Students of The Modern Story program in Hyderabad, India completed their first week of the social justice curriculum created using resources from The Liberation Curriculum Initiative of the Martin Luther King Jr. Research and Education Institute at Stanford University. At Nalgonda, a school in a rural area 3 hours south of Hyderabad, students finished the week by practicing story boarding shots and using still photos in sequence to tell a story related to Ghandi and King’s principles. Most students used the Telangana issue to discuss ideas of non-violence.
“Turn the other cheek”



But one group insisted the most important issue related to non-violence in India is the uneasiness between Muslims and Hindus following the 26/11 attacks and relations with Pakistan.
“Let’s stop the violence.”




And what a fitting finish it was to end a week of teaching non-violence by having tea with India’s leading political analyst and veteran of Indian media, Mr. Jyotirmara Sharma. He is American Eloquence dressed in an overbearing Indian. To describe him physically, he resembles the professor from the antedated TV series, Sliders, the big guy. His casual genius would be embarrassing in a smaller man. He remarked at a recent meeting with civil servants in Hyderabad, ‘they told me there would be a lot less poverty if I would simply stop eating so much’ to many chuckles in the audience admiring this handsome man’s display of Pillsbury wit.
Mr. Shamar said “the difference between Gandhi and Martin Luther King is that MLK pushed people to the brink of real violence, without which governments too easily co-opt resistance toward their own ends.’ He continued, ‘Indians assume democracy should be without friction’ and as a result ‘national myths go unchallenged’ even in the face of glaring government blunders and policy failures. One of his main points is that students should develop their own vocabularies when discussing ideas they’re interested in. Specifically, when a student wants to protest an injustice s/he should do so using different words than those used by the government or else the cries are bland, dismissed or worse co-opted to reinforce government rhetoric. For example, a young girl was raped in South East India recently. No media, no reaction, no investigation. So what did the community do? They did not use phrases such as human rights, corruption, or government neglect. Rather, they walked up to the state parliament building and marched with their underwear on their heads. A young girl was raped and the government, having no shared vocabulary with the protesters, responded in a different way, by doing their job. For another example, Mr. Shamar had stood next to a Palestinian protester in Israel. He has a nick in his ear where a bullet whizzed by his head during the demonstration. Shortly after, a young boy walked up to a soldier of an elite riot squad. He did not shout slogans of ‘illegality’ or human rights. He simply said the man looked ridiculous in that uniform, he looked silly. Without that uniform, the young boy said, the soldier might lose the veil of his ignorance and find some room for honest reflection on the situation. The soldier was taken aback and stood silent, letting the young man carry on with his demonstration.

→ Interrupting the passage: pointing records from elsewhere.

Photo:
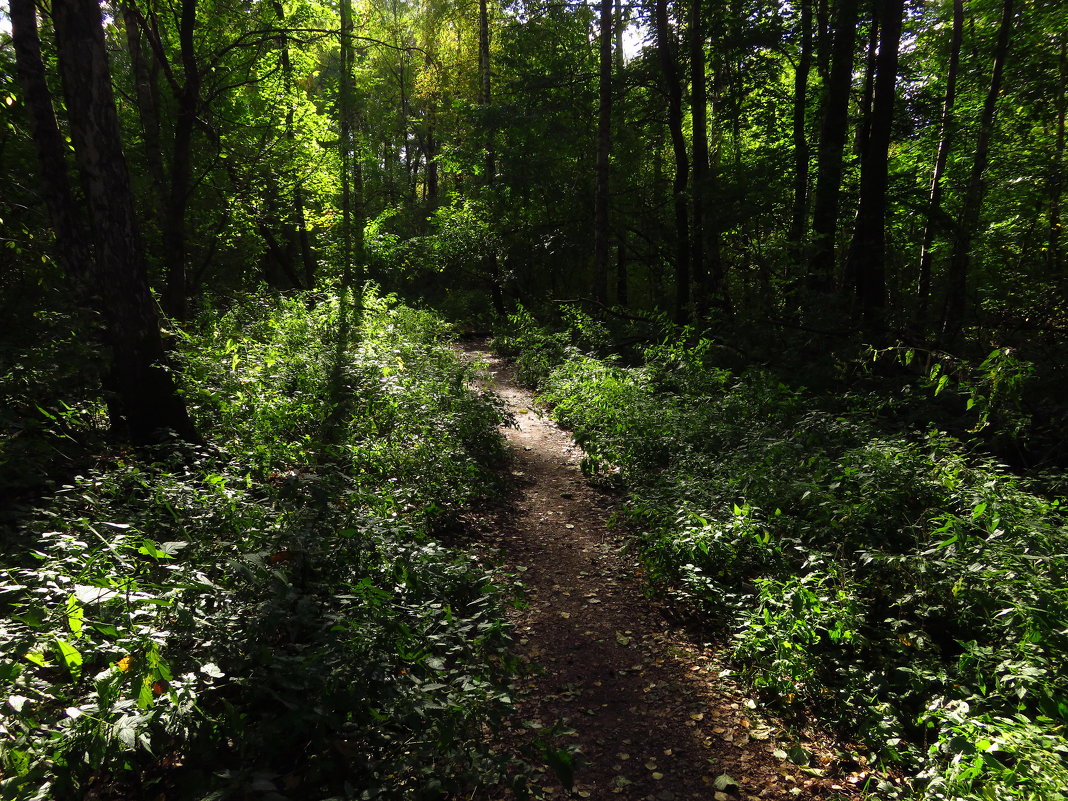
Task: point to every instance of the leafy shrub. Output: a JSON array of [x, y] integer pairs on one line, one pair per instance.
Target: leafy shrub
[[883, 578], [268, 614]]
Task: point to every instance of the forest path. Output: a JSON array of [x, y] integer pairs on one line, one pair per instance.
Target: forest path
[[653, 718]]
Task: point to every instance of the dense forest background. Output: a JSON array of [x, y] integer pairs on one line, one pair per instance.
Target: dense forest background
[[837, 225]]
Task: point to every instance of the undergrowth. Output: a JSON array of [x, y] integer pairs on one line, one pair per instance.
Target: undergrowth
[[904, 590], [269, 615]]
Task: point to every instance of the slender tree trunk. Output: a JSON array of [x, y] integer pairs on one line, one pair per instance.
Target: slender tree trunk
[[666, 46], [622, 294], [298, 226], [703, 277], [863, 132], [485, 97], [147, 398], [823, 36], [175, 289], [867, 252], [147, 106], [1056, 176], [622, 286], [72, 250], [941, 158], [832, 142], [601, 232], [800, 137], [953, 317], [345, 104]]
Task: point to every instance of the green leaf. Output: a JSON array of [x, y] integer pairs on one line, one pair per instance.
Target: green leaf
[[71, 656], [75, 615], [723, 782], [562, 764], [148, 548]]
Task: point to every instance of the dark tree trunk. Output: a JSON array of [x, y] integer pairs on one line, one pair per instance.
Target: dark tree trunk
[[147, 106], [870, 67], [147, 398], [941, 158], [432, 167], [823, 36], [175, 289], [832, 142], [485, 97], [1056, 176], [666, 46], [705, 278], [800, 137], [867, 252], [345, 141], [72, 250], [601, 233], [298, 228], [953, 317]]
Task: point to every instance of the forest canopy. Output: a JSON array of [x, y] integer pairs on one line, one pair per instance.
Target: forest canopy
[[792, 272]]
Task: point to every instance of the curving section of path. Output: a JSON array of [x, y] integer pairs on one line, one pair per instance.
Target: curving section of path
[[652, 716]]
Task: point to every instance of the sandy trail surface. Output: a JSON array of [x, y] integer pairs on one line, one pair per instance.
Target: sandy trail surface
[[652, 712]]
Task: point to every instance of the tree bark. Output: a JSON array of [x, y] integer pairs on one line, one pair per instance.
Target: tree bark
[[941, 158], [832, 142], [72, 250], [867, 252], [148, 402], [345, 141], [485, 97], [666, 46], [601, 233], [705, 277], [1054, 256], [800, 137], [867, 96], [953, 316], [298, 226], [175, 289]]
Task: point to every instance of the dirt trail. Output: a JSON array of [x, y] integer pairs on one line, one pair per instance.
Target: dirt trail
[[653, 717]]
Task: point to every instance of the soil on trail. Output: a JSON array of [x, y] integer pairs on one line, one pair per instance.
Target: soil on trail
[[653, 717]]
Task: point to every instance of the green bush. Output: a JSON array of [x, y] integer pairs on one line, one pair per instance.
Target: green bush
[[888, 579], [268, 614]]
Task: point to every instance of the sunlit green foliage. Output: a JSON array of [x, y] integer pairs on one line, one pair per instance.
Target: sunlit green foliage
[[911, 593], [267, 614]]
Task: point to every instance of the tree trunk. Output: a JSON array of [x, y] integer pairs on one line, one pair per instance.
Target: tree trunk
[[800, 137], [298, 226], [147, 398], [72, 250], [345, 103], [832, 142], [941, 158], [666, 45], [867, 252], [147, 106], [601, 232], [823, 36], [175, 289], [870, 67], [704, 278], [485, 97], [1056, 176], [953, 316]]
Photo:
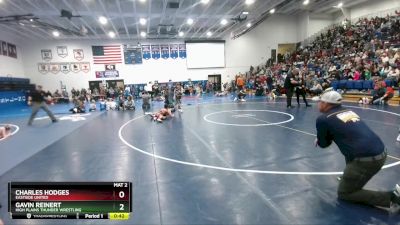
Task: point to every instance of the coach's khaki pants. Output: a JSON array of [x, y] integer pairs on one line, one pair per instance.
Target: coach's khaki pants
[[36, 106], [355, 177]]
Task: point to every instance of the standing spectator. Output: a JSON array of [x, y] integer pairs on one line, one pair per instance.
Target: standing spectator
[[36, 100], [290, 84]]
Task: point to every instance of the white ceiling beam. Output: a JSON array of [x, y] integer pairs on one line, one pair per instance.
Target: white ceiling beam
[[196, 19], [16, 31], [163, 12], [58, 10], [218, 20], [239, 4], [190, 8], [93, 17], [123, 19], [109, 18], [71, 9], [136, 21], [256, 15], [149, 16], [177, 12]]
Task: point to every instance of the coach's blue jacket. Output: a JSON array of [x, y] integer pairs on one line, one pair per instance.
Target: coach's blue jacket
[[353, 137]]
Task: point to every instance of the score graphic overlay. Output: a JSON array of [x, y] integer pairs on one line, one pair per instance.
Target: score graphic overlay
[[75, 200]]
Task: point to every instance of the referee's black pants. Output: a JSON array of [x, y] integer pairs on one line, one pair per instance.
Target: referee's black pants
[[289, 95], [355, 176]]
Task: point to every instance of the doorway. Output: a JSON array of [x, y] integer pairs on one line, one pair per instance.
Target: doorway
[[216, 81]]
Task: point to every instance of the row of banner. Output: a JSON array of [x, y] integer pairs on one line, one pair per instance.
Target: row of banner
[[8, 49], [64, 67], [62, 51], [134, 54]]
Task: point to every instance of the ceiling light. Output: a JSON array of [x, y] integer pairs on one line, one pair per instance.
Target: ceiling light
[[111, 34], [224, 22], [249, 2], [103, 20], [56, 33], [142, 21]]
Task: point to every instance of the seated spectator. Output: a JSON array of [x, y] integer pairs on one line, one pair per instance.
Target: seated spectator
[[103, 104], [221, 94], [5, 131], [111, 104], [78, 108], [316, 89], [146, 100], [129, 103], [92, 106], [163, 114]]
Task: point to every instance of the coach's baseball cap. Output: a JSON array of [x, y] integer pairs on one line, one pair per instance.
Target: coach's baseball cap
[[330, 96]]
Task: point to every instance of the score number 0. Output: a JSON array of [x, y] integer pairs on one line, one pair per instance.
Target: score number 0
[[121, 194]]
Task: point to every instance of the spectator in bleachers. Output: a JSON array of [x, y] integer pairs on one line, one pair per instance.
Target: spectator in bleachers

Mr. Shamar then connected this discussion back to education. Especially education curriculum such as that of The Modern Story’s social justice program around Hyderabad. He said that if students are going to learn about non-violence and change, they must be allowed to develop their own vocabulary that is new, fresh and entirely their own. This was a convenient suggestion because earlier in the day I had a talk with Mr. Prosenjit Ganguly, an inspirational and leading figure in India’s animation sector. He said, ‘Animation is a language. It is a language first voiced by Charlie Chaplin. Animation is slapstick movement.’ Children use it best. And so I began to see a connection between the importance of language in politics and the artistry of animation that provides youth with a language that is all their own. Animation is a language of movement and is so easy to relate to. Animation expands the imagination in an education system that is often about regurgitation. Animation is, at the end of the day, a language spoken so frequently in India from Tollywood to Tom & Jerry that it is accessible enough to express ideas with a necessary and sufficiently fresh vocabulary for social change.
Ideas have power. But, as Mr. Shamar said, ideas have power when they are articulated with the creativity of animation and the novelty of slapstick, like the protesters turning fashion blunders into political victories. In other words, as Mr. Shamar said, ideas have power when they are articulated through new vocabularies that remind us of the meaning behind the message. For example, when a specific girl was raped few were outraged. When people feared their own daughters could be raped after the public demonstrations more grew concerned. When the demonstrators embarrassed themselves publicly by outwardly wearing their unmentionables, the novelty of their form of expression shocked meaning back into the message: any little girl’s privacy, sex and innocence could be violated. Afterward enough concern was generated and enough accountability resulted in reparations and investigations. She might have remained another faceless victim otherwise. Vocabulary, when applied to political action, must be constantly reinvented for social change to be convincing. Otherwise, Mr. Shamar noted, the myth of the ‘Tolerant Hindu’ speaks in a language as stale as his country is not, with complacency where change is due.
The Modern Story Fellowship affords countless opportunities in Hyderabad to participate in a national and often global debate about the intersection between education, politics and social change. I am happy to be here. I hope you enjoy the multi-media materials we have produced so far this year and those to come. Despite swine flu, school changes, Telangana riots and an unexpected extended holiday we are carrying on!